But the awakening came.

On a certain day, when the boat brought water and a supply of provisions, Skavinski came down an hour later from the tower, and saw that besides the usual cargo there was an additional package. On the outside of this package were postage stamps of the United States, and the address: "Skavinski, Esq.," written on coarse canvas.

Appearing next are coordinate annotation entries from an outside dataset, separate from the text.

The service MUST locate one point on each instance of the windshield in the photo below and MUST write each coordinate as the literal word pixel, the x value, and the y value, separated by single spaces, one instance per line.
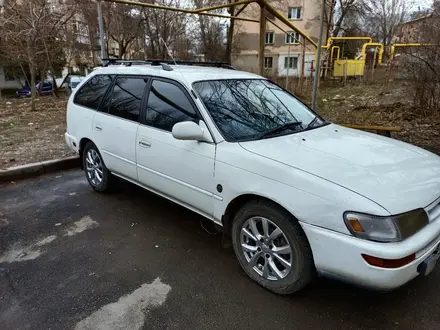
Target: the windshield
pixel 251 109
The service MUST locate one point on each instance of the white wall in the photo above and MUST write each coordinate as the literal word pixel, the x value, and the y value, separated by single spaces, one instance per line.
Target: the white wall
pixel 309 57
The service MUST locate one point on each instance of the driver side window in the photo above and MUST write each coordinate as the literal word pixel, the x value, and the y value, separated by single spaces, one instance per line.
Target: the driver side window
pixel 168 105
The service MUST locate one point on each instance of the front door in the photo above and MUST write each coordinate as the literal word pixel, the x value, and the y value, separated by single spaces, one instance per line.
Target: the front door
pixel 115 126
pixel 181 170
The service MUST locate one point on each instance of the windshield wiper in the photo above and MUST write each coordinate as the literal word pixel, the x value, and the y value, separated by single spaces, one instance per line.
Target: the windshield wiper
pixel 312 123
pixel 293 124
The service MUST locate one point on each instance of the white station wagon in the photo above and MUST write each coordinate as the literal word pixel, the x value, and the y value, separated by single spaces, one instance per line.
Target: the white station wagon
pixel 298 196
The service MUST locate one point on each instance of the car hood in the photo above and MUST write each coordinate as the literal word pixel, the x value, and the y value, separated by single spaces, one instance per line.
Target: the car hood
pixel 396 175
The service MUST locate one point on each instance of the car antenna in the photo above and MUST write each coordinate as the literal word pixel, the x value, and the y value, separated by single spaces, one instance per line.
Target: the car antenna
pixel 172 57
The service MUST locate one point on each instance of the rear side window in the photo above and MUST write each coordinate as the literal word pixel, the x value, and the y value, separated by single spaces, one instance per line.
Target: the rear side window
pixel 90 95
pixel 168 105
pixel 126 98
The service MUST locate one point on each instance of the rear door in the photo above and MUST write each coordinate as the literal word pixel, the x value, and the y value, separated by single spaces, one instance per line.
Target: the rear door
pixel 182 170
pixel 116 124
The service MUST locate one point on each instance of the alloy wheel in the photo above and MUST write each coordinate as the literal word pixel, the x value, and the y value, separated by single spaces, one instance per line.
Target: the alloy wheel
pixel 266 248
pixel 94 167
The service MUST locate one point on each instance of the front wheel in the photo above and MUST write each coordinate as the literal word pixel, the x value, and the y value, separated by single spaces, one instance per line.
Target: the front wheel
pixel 98 176
pixel 272 248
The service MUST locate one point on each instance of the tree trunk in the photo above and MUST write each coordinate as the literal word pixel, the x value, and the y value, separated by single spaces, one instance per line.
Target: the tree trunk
pixel 33 83
pixel 228 54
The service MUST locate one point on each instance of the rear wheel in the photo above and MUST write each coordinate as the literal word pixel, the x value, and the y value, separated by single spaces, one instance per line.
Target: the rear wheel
pixel 272 248
pixel 97 174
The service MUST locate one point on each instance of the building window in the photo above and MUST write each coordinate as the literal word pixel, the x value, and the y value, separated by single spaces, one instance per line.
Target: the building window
pixel 294 13
pixel 268 61
pixel 270 36
pixel 81 32
pixel 291 62
pixel 292 38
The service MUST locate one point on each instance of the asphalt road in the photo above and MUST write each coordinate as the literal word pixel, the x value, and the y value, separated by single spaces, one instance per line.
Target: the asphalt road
pixel 72 258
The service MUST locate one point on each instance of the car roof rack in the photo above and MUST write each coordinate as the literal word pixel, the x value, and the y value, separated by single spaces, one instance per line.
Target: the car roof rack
pixel 164 63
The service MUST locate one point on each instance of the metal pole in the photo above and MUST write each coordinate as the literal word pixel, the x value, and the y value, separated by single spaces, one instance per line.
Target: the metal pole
pixel 262 37
pixel 101 31
pixel 288 64
pixel 318 62
pixel 303 64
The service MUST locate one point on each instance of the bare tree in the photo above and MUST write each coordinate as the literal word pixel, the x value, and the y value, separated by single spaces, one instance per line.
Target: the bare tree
pixel 421 65
pixel 169 26
pixel 32 36
pixel 383 17
pixel 124 25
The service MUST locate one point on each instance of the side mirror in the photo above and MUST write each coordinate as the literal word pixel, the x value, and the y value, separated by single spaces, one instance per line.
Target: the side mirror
pixel 188 130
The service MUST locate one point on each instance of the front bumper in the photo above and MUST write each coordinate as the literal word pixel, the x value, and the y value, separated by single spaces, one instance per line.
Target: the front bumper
pixel 339 255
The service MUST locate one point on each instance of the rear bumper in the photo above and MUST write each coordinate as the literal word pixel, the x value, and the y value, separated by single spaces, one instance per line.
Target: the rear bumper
pixel 72 142
pixel 340 256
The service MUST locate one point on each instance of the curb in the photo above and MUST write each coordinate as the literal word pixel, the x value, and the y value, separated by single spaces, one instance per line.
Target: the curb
pixel 36 169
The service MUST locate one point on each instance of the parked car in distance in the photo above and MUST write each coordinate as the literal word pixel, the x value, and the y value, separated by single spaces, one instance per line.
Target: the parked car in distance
pixel 298 196
pixel 46 89
pixel 73 82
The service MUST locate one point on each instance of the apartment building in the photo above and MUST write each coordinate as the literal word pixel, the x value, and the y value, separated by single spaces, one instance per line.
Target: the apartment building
pixel 283 52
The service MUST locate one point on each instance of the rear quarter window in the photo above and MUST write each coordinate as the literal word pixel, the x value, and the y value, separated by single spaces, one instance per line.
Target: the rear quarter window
pixel 92 92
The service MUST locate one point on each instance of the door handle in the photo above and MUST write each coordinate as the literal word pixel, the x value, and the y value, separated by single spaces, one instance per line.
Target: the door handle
pixel 144 144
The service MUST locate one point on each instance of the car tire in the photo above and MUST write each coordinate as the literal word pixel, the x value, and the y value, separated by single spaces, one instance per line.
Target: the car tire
pixel 97 174
pixel 260 263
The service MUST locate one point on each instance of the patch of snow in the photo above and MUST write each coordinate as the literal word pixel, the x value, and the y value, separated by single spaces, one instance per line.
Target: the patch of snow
pixel 81 225
pixel 129 312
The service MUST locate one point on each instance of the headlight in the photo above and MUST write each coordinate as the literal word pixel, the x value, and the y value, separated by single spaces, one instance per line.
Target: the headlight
pixel 385 229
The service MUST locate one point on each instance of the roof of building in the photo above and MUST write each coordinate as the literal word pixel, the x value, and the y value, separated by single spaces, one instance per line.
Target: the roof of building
pixel 183 73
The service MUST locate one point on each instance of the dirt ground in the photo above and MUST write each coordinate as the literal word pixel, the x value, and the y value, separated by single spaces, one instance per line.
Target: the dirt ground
pixel 29 136
pixel 383 105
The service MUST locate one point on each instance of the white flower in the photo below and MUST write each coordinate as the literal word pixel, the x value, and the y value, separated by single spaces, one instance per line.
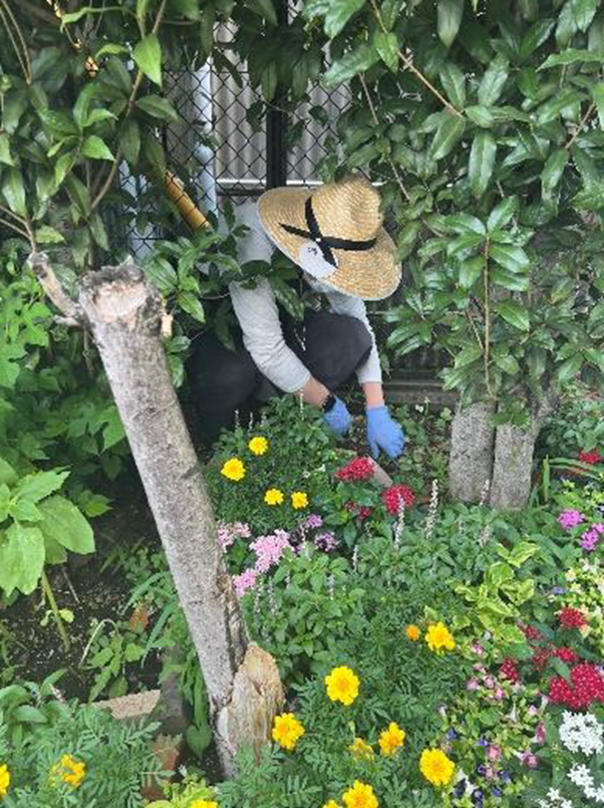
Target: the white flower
pixel 582 733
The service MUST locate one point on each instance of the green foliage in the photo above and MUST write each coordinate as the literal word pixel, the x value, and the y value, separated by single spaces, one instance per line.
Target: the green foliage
pixel 38 728
pixel 305 609
pixel 37 527
pixel 488 151
pixel 497 602
pixel 183 795
pixel 295 461
pixel 109 657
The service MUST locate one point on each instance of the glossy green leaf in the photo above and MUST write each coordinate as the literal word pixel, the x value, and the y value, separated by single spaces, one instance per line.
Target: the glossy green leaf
pixel 351 64
pixel 502 214
pixel 191 304
pixel 482 162
pixel 447 135
pixel 5 155
pixel 387 47
pixel 572 56
pixel 553 170
pixel 148 57
pixel 454 84
pixel 13 191
pixel 64 523
pixel 535 37
pixel 96 149
pixel 157 107
pixel 509 256
pixel 493 81
pixel 21 559
pixel 514 313
pixel 597 93
pixel 449 16
pixel 583 12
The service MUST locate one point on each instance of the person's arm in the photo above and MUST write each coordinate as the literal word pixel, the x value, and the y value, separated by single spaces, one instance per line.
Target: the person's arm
pixel 383 433
pixel 257 313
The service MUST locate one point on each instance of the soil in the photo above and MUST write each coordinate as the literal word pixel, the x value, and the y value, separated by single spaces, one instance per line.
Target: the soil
pixel 92 587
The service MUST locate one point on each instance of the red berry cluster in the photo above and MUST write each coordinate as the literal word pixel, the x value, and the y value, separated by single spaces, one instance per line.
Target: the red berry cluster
pixel 592 458
pixel 572 618
pixel 586 686
pixel 357 470
pixel 392 497
pixel 509 670
pixel 362 511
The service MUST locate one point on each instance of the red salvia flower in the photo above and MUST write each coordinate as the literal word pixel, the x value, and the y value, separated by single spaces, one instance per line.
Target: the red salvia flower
pixel 572 618
pixel 392 497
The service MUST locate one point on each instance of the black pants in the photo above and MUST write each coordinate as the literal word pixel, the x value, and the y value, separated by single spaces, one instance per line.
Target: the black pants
pixel 225 381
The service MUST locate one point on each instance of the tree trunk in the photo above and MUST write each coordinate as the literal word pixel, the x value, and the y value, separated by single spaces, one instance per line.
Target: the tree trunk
pixel 125 316
pixel 471 458
pixel 513 462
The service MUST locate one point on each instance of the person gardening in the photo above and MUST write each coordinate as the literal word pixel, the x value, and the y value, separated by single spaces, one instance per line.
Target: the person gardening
pixel 335 235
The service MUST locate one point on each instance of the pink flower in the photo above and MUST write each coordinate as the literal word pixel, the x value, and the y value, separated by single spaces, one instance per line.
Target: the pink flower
pixel 245 581
pixel 228 532
pixel 570 518
pixel 269 549
pixel 592 458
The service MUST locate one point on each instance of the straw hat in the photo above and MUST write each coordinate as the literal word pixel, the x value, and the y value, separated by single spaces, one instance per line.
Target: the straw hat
pixel 335 234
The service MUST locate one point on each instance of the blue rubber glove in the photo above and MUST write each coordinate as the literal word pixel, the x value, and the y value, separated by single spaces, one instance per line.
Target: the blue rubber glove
pixel 384 433
pixel 338 418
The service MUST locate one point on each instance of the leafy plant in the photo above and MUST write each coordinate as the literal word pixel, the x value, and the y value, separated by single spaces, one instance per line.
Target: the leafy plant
pixel 109 762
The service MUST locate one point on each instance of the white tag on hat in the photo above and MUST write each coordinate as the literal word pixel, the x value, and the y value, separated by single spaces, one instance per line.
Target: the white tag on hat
pixel 312 260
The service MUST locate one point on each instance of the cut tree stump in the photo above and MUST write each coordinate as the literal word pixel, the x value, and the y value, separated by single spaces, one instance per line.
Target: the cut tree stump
pixel 125 315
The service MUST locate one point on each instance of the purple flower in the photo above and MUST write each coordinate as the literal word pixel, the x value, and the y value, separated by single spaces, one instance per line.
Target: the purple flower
pixel 326 541
pixel 592 536
pixel 494 752
pixel 245 581
pixel 570 518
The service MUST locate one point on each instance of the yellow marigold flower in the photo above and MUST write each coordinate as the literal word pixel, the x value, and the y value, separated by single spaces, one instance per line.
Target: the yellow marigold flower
pixel 4 780
pixel 361 750
pixel 436 767
pixel 439 638
pixel 258 445
pixel 70 771
pixel 342 685
pixel 392 739
pixel 287 730
pixel 273 496
pixel 413 633
pixel 299 500
pixel 360 796
pixel 233 469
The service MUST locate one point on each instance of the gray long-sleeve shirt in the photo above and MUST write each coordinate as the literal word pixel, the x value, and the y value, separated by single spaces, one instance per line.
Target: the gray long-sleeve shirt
pixel 258 316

The old man, with aroused curiosity, cut the canvas, and saw books; he took one in his hand, looked at it, and put it back; thereupon his hands began to tremble greatly. He covered his eyes as if he did not believe them; it seemed to him as if he were dreaming. The book was Polish,—what did that mean? Who could have sent the book? Clearly, it did not occur to him at the first moment that in the beginning of his light-house career he had read in the Herald, borrowed from the consul, of the formation of a Polish society in New York, and had sent at once to that society half his month's salary, for which he had, moreover, no use on the tower. The society had sent him the books with thanks. The books came in the natural way; but at the first moment the old man could not seize those thoughts. Polish books in Aspinwall, on his tower, amid his solitude,—that was for him something uncommon, a certain breath from past times, a kind of miracle. Now it seemed to him, as to those sailors in the night, that something was calling him by name with a voice greatly beloved and nearly forgotten. He sat for a while with closed eyes, and was almost certain that, when he opened them, the dream would be gone.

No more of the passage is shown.